THE censorship imposed in Prague during the mobilisation has been raised, and much fuller reports on conditions inside Czechoslovakia are now available. It is accepted by everyone that in future Czechoslovakia has no choice but to conform with Germany's wishes. It is possible that General Sirovy may be replaced by a Prime Minister more acceptable to Germany, and ex-President Benes' journey to this country may have saved him from the fate of Dr. Schuschnigg. The Communist Party has been suppressed, and it is thought the German Social Democrats, the Czech Socialists, the Liberal Progressives and Dr. Benes' Czech National Socialists will be suppressed also.

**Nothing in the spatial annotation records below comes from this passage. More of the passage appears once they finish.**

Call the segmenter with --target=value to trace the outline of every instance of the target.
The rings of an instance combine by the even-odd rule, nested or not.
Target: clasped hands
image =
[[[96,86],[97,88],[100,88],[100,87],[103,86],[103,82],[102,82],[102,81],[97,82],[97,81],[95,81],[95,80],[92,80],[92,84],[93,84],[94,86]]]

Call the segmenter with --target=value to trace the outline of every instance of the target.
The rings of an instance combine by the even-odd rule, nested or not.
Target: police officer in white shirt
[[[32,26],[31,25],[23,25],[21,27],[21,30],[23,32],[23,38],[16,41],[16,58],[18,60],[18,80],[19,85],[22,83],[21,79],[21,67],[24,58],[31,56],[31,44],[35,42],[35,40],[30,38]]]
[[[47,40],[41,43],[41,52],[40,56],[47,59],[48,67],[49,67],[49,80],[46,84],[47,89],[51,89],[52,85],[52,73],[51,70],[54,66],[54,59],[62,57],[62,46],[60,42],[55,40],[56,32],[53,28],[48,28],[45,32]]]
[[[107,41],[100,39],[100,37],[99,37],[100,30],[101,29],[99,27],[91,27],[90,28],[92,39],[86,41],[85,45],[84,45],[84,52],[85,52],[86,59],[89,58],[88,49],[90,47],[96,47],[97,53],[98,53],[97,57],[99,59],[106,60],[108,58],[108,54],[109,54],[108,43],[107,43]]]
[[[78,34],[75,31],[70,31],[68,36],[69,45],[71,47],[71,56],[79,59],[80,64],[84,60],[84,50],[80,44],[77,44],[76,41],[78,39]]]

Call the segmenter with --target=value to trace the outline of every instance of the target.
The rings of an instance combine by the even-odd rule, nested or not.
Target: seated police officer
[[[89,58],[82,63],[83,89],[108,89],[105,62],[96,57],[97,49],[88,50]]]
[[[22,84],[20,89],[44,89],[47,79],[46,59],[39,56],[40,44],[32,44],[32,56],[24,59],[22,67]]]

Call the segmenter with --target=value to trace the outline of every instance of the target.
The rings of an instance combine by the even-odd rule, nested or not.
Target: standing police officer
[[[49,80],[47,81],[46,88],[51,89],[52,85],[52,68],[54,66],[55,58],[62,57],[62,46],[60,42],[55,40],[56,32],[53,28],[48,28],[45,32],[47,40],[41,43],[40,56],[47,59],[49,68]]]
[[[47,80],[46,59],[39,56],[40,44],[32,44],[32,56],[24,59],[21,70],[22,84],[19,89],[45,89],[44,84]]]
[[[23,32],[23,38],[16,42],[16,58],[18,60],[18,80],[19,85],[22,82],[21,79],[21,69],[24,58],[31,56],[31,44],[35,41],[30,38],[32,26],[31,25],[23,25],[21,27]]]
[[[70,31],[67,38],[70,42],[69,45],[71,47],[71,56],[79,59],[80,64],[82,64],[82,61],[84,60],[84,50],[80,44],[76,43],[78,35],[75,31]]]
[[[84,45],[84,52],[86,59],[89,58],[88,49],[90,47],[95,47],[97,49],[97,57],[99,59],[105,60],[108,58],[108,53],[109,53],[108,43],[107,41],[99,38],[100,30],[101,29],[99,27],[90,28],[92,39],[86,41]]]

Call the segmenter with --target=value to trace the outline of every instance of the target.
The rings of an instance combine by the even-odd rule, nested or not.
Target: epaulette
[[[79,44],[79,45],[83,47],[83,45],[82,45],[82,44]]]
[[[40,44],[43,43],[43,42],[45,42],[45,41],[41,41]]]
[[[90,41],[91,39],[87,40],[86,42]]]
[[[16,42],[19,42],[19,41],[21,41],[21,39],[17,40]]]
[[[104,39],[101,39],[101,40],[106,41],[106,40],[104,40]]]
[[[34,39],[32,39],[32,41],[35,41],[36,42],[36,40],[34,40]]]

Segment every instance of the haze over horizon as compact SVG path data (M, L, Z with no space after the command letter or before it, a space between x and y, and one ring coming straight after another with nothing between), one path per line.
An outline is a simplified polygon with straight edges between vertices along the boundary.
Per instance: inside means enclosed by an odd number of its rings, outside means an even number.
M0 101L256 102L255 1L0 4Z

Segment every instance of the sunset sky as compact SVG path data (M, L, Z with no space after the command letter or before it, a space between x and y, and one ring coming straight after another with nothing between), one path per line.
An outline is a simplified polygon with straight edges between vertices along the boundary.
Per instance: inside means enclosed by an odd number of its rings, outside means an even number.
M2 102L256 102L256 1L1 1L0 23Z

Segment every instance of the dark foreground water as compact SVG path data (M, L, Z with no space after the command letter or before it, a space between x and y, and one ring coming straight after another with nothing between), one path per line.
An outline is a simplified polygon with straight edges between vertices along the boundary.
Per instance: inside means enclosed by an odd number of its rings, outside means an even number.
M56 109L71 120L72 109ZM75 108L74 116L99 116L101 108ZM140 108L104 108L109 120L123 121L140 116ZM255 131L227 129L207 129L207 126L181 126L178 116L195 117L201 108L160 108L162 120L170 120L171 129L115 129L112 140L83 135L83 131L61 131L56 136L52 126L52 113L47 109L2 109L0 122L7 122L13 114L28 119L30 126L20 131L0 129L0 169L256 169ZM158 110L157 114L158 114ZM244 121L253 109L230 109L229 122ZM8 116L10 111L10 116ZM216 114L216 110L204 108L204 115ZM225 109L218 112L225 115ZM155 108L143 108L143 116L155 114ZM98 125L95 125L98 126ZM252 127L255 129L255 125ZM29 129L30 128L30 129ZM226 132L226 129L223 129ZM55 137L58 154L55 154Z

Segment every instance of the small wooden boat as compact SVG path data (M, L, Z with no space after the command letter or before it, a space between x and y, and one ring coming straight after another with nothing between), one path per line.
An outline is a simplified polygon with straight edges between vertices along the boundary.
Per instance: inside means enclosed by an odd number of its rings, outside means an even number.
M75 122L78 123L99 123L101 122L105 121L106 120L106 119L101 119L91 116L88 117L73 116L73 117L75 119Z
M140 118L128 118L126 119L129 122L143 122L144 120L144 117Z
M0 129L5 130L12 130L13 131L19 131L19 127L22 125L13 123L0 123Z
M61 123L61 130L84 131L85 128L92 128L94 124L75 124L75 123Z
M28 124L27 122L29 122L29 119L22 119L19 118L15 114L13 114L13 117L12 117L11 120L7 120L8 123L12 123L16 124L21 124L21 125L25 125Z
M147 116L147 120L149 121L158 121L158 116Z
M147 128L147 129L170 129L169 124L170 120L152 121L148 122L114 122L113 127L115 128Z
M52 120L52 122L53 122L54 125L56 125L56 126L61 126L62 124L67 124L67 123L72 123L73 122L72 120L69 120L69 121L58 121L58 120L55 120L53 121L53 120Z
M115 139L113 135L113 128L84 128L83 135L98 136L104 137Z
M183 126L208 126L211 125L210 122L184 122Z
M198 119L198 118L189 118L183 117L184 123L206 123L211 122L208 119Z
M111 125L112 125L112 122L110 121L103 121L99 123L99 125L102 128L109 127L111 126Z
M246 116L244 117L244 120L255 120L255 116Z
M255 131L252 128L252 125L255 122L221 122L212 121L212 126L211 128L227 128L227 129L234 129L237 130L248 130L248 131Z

Reports from the Sudetenland describe the chaotic conditions in towns cut in two by the new frontier, the Sudeten Germans' loss of valued liberties and persecution of Jews and Socialists by Herr Henlein's Black Guards. The new regime has meant the rise of anti-semitism in Czechoslovakia also ; perhaps the worst fate of all has been suffered by refugees who, driven back by Czechs and Germans, now live in trenches and dug-outs in the no-man's-land between the new frontiers. Such is the price of peace ; yet the manner in which the recent changes have been carried out by the Czechs inspires the belief that they have indeed conformed to the unalterable necessities of their new position but fundamentally remain the people of Masaryk and of Benes.